The judge was alternately taking notes and looking fixedly at the prisoner; the jury were in various attitudes of strained attention; the public sat open mouthed; and up in the gallery a woman with white face and clinched hands listened moveless and staring. Charley Steele was holding captive the emotions and the judgments of his hearers. All antipathy had gone; there was a strange eager intimacy between the jurymen and himself. People no longer looked with distant dislike at the prisoner, but began to see innocence in his grim silence, disdain only in his surly defiance.

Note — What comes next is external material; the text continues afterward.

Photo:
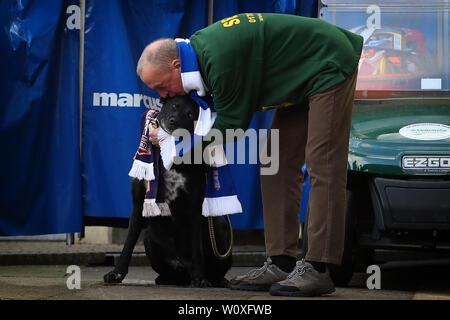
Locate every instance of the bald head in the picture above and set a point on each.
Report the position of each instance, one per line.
(160, 53)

But Charley Steele had preserved his great stroke for the psychological moment. He suddenly launched upon them the fact, brought out in evidence, that the dead man had struck a woman in the face a year ago; also that he had kept a factory girl in affluence for two years. Here was motive for murder—if motive were to govern them—far greater than might be suggested by excited conversation which listeners who could not hear a word construed into a quarrel—listeners who bore the prisoner at the bar ill-will because he shunned them while in the lumber-camp. If the prisoner was to be hanged for motive untraceable, why should not these two women be hanged for motive traceable!

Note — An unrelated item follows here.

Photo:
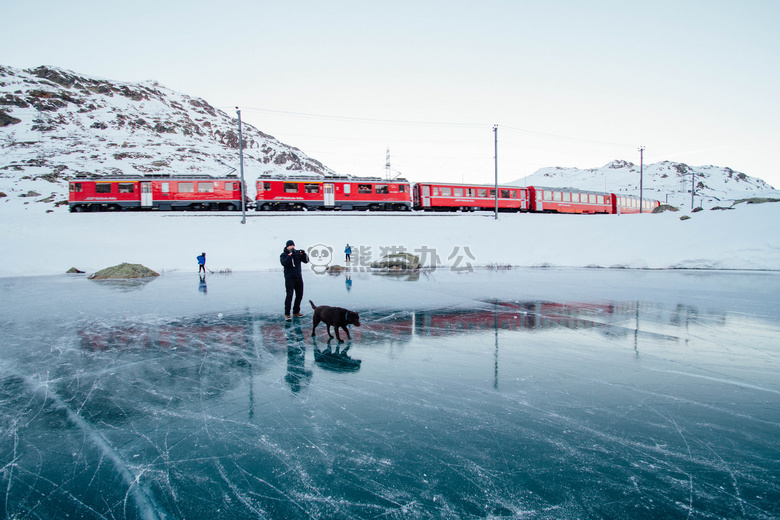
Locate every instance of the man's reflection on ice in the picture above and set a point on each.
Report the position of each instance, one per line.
(297, 376)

Here was his chance. He appeared to impeach subtly every intelligence in the room for having had any preconviction about the prisoner's guilt. He compelled the jury to feel that they, with him, had made the discovery of the unsound character of the evidence. The man might be guilty, but their personal guilt, the guilt of the law, would be far greater if they condemned the man on violable evidence. With a last simple appeal, his hands resting on the railing before the seat where the jury sat, his voice low and conversational again, his eyes running down the line of faces of the men who had his client's life in their hands, he said:

"It is not a life only that is at stake, it is not revenge for a life snatched from the busy world by a brutal hand that we should heed to-day, but the awful responsibility of that thing we call the State, which, having the power of life and death without gainsay or hindrance, should prove to the last inch of necessity its right to take a human life. And the right and the reason should bring conviction to every honest human mind. That is all I have to say."

The crown attorney made a perfunctory reply. The judge's charge was brief, and, if anything, a little in favour of the prisoner—very little, a casuist's little; and the jury filed out of the room. They were gone but ten minutes. When they returned, the verdict was given: "Not guilty, your Honour!"

Then it was that a woman laughed in the gallery. Then a whispering voice said across the railing which separated the public from the lawyers: "Charley! Charley!"

Though Charley turned and looked at the lady who spoke, he made no response.